Pramoedya Ananta Toer, menyebut nama itu, aku terkagum bukan kepalang.  tak pernah sekalipun aku bertemu dengannya, atau bahkan hanya sekedar berpapasan. Namun kekaguman dicipta bukan hanya disebabkan oleh pertemuan fisik. Ternyata kekaguman hadir dikala karya menyentuh rasa. Melalui karyanya (Pram), aku mampu tak tersadarkan hingga merasuk kedalam kehidupan kolonial. Yang aku rasakan bukan lagi aku sedang membaca, Namun seolah aku sedang hidup menjadi sosok yang ia ceritakan. Beragam novel pernah aku baca, karya Pram yang masih aku anggap yang terhebat dari segala karya hebat.

Menurutku, ia bukan hanya sekedar menulis, tapi ia sedang merangkai suatu cincin yang dari berlian yang abadi. Ia seolah menyusun kata yang indah, lalu ia rangkai menjadi kalimat hingga menjadi cerita terbaik. Kekagumanku bukan hanya selesai pada permainan kata-katanya, penokohan hingga alur yang ia mainkan layaknya simfoni hebat semakin menegaskan kekagumanku.  

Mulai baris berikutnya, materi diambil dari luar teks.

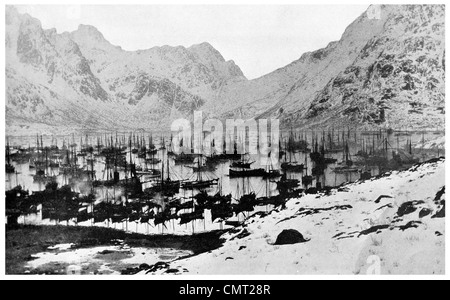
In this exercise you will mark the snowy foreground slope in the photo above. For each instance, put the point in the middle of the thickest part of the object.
(350, 231)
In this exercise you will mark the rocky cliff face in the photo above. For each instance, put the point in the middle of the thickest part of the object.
(387, 70)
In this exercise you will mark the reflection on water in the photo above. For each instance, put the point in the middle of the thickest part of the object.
(344, 147)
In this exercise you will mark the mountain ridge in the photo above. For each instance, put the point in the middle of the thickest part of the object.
(79, 76)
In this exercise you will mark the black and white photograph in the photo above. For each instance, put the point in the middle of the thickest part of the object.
(224, 139)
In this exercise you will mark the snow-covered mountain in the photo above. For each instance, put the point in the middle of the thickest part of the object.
(387, 70)
(78, 80)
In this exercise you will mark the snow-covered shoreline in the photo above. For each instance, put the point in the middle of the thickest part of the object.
(394, 224)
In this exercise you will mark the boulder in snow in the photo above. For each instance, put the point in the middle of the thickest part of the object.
(290, 236)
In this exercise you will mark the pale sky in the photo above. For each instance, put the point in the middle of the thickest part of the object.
(259, 38)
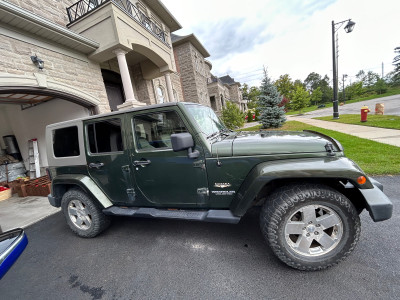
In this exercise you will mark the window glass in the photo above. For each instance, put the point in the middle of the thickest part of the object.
(65, 142)
(105, 136)
(154, 131)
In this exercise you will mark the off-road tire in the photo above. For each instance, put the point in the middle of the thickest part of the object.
(99, 221)
(286, 201)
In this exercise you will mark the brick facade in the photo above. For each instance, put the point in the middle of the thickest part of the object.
(55, 11)
(80, 74)
(193, 73)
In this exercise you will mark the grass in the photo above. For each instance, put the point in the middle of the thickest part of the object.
(373, 157)
(391, 92)
(392, 122)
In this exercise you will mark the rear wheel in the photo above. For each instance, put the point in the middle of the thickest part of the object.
(310, 227)
(83, 215)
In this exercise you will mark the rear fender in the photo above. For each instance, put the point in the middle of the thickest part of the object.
(296, 169)
(59, 184)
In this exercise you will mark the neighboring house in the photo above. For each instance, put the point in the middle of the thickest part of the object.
(67, 59)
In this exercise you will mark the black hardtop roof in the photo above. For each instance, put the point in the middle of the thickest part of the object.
(147, 107)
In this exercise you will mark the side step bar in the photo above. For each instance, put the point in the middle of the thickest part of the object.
(220, 216)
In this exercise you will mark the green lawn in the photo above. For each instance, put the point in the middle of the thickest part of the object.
(373, 157)
(387, 121)
(393, 91)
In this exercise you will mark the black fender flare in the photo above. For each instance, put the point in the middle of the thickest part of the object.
(305, 168)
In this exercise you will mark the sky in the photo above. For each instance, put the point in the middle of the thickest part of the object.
(291, 37)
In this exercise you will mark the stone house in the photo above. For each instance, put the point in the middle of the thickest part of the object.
(68, 59)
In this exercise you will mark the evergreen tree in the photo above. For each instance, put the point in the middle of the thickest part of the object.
(271, 115)
(232, 116)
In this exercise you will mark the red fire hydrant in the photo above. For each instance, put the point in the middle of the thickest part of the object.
(364, 113)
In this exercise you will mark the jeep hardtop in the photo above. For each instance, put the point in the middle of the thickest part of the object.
(179, 161)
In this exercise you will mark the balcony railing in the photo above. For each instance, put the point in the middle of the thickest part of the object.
(84, 7)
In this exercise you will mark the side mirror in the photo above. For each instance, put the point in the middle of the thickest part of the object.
(12, 244)
(183, 141)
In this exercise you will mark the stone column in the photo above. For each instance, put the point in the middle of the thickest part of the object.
(169, 87)
(130, 101)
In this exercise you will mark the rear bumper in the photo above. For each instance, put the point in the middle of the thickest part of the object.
(378, 204)
(54, 201)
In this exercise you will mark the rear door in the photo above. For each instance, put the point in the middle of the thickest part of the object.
(108, 158)
(163, 177)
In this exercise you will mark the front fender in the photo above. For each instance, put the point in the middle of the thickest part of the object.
(321, 167)
(84, 182)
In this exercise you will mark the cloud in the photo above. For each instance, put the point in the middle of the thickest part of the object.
(231, 36)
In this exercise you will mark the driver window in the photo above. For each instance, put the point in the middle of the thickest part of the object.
(153, 131)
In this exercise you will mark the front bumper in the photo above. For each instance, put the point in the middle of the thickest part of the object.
(378, 204)
(54, 201)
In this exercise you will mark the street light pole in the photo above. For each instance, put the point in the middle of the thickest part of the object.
(344, 94)
(335, 104)
(348, 28)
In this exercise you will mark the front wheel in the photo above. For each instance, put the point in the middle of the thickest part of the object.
(310, 227)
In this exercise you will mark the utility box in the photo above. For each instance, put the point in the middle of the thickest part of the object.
(379, 108)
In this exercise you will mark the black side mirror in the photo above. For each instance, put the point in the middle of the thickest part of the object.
(12, 244)
(183, 141)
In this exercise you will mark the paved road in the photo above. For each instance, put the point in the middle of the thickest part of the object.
(163, 259)
(392, 107)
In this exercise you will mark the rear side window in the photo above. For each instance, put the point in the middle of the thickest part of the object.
(65, 142)
(105, 136)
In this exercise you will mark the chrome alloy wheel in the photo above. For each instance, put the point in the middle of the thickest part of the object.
(79, 214)
(313, 230)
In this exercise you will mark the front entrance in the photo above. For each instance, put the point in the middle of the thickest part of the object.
(164, 177)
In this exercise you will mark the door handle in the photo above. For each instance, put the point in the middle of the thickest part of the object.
(141, 163)
(96, 165)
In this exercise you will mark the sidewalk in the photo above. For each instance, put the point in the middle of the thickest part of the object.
(381, 135)
(22, 212)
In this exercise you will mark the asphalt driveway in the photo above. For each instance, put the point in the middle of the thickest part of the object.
(165, 259)
(392, 107)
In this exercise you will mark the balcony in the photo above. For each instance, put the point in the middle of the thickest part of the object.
(84, 7)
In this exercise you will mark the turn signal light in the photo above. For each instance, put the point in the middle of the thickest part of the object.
(361, 180)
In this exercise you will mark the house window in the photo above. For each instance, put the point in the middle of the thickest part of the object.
(65, 142)
(160, 94)
(105, 136)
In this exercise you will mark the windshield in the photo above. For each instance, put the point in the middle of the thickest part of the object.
(206, 118)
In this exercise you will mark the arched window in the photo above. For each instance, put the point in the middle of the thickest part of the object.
(160, 94)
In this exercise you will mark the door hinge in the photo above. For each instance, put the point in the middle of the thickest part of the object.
(126, 168)
(199, 164)
(131, 194)
(203, 191)
(329, 148)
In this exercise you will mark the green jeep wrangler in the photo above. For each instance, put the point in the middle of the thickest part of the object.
(179, 161)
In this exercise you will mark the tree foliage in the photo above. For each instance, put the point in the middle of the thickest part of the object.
(285, 86)
(232, 116)
(271, 115)
(251, 94)
(300, 99)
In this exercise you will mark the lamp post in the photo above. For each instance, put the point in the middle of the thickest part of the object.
(335, 27)
(344, 94)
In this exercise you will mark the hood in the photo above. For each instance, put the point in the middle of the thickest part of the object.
(272, 142)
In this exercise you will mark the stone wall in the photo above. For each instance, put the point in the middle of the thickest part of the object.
(83, 75)
(193, 74)
(55, 11)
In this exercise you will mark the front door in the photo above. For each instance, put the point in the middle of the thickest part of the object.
(108, 158)
(163, 177)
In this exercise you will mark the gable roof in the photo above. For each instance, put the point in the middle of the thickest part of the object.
(191, 38)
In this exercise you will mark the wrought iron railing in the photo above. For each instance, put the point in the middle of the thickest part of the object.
(84, 7)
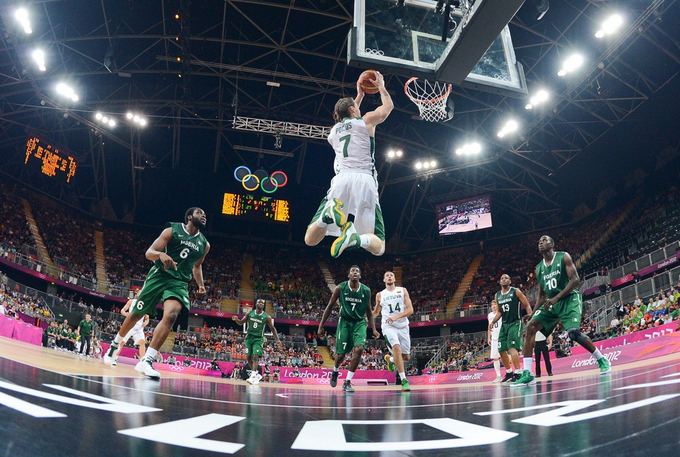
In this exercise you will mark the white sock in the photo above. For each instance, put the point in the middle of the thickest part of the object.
(150, 354)
(365, 241)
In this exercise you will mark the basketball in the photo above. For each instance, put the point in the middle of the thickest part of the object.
(365, 81)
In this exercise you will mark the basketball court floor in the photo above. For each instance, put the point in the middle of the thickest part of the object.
(55, 404)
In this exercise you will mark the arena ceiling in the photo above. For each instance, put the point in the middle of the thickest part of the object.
(192, 74)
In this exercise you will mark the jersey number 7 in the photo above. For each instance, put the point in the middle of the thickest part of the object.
(345, 139)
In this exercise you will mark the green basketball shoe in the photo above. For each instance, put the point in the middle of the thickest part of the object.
(524, 380)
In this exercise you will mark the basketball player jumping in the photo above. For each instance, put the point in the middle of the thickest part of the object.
(177, 254)
(354, 189)
(394, 303)
(137, 333)
(492, 337)
(256, 320)
(558, 300)
(350, 337)
(510, 302)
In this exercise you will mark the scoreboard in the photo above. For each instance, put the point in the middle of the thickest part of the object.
(53, 159)
(248, 206)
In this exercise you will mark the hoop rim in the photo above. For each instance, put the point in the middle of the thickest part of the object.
(432, 101)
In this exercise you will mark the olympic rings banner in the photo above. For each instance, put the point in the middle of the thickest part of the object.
(260, 179)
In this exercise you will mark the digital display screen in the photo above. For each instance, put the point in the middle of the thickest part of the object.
(53, 159)
(252, 207)
(464, 215)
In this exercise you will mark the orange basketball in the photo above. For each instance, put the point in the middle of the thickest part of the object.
(365, 81)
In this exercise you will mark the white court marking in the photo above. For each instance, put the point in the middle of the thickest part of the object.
(363, 407)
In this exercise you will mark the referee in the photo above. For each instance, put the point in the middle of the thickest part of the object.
(542, 346)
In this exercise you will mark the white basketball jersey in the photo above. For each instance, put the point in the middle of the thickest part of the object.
(496, 329)
(392, 303)
(354, 147)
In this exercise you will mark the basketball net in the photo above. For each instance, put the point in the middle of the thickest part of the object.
(430, 98)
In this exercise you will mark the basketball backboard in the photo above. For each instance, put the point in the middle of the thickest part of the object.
(405, 36)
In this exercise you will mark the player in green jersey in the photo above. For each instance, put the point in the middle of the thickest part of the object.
(510, 301)
(256, 320)
(178, 255)
(558, 301)
(355, 310)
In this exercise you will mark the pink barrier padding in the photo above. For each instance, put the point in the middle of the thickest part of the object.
(28, 333)
(323, 376)
(641, 350)
(641, 335)
(20, 330)
(6, 327)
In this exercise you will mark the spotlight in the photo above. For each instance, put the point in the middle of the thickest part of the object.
(38, 57)
(610, 26)
(469, 149)
(22, 17)
(541, 96)
(67, 91)
(571, 64)
(510, 126)
(135, 118)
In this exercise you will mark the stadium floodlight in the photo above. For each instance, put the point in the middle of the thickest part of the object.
(610, 26)
(38, 56)
(469, 149)
(541, 96)
(571, 64)
(106, 120)
(66, 91)
(510, 126)
(22, 17)
(137, 119)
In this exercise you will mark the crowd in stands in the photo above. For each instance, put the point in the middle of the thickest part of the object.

Tetralogi Buru adalah salah satu maha karyanya yang kini siapapun bisa petik. Didalamnya ia ceritakan sebuah perjalanan sejarah kehidupan Minke yang berlatar belakang pada zaman kolonalisme. Terkadang kita sulit mempelajari sejarah karena kita tak pernah hidup dalam apa yang sejarah ceritakan. Namun, pram memutarbalikkan itu. Dalam karyanya ia ceritakan apa yang terjadi pada masa lalu, sehingga orang tahu bagaimana kondisi masa lalu sesungguhnya tak lebih baik daripada masa kini. Hanya perjuangan dan waktu yang membedakan.
Ia lahir di Blora Jawa tengah, tepat pada masa dimana negara ini masih terbelenggu oleh kolonialisme. Kemerdekaan 1945 tidak membuat hidupnya merdeka, Ia tetap terbelenggu. penjajah asing telah menyingkir, kini giliran kekuasaan politik membuatnya hidup dalam belenggu penjara. Mungkin pekat bau besi penjara beberapa pulau telah ia ketahui aromanya, hingga ia mendekam di Buru dan disana ia menulis sebuah karya yang kini sering didengar  dengan sebutanTetralogi Buru (Bumi Manusia, Anak Semua Bangsa, Jejak Langkah dan Rumah Kaca).
Mungkin dia adalah sosok pribumi yang sudah sepatutnya aku sandingkan dengan seorang Havel atau Mandela, semangat kondisi perjuangan mereka nyaris sama meskipun jalan pandang mereka tak sama. Tapi kehidupan mereka sama-sama diwarnai oleh jeruji penjara.  Havel adalah seorang yang pernah dipenjara karena kata-katanya, namun ia berkuasa pula karena kata-katanya. Sedangkan Mandela adalah tokoh politik besar dunia yang telah menutup lubang tabu politik Apartheid di Afrika Selatan dari perkata-kataaanya pula. Namun, mandela dan Havel sama-sama pernah berkuasa setelah mereka dipenjara. Sedangkan Pram tidak, ia masih menulis, kuasanya hanya ada dalam kata-kata tulisannya.
Aku pernah dengar dari seorang teman, Pram adalah seorang sastrawan besar Indonesia  yang nyaris menggenggam Nobel Price dalam kategori sastra. Sebuah penghargaan besar bagi mereka yang berprestasi dalam dunia sastra. Akan tetapi, situasi dan kondisi waktu itu tak berpihak kepadanya. Mungkin tuhan menakdirkan keindahan tulisannya tak layak hanya mendapatkan Nobel, namun tuhan lebih memberkati keindahan tulisannya untuk dihargai kehidupan abad berapapun. Tulisannya telah mengisi kehidupan, ia selaraskan sesuai dengan yang ia ceritakan pada penuturan Jean Marais kepada Minke. Dan meskipun ia telah wafat, “suaranya takkan pernah padam ditelan angin, akan abadi, sampai jauh, jauh di kemudian hari”. Tutur Nyai kepada Minke dalam Anak Semua Bangsa.    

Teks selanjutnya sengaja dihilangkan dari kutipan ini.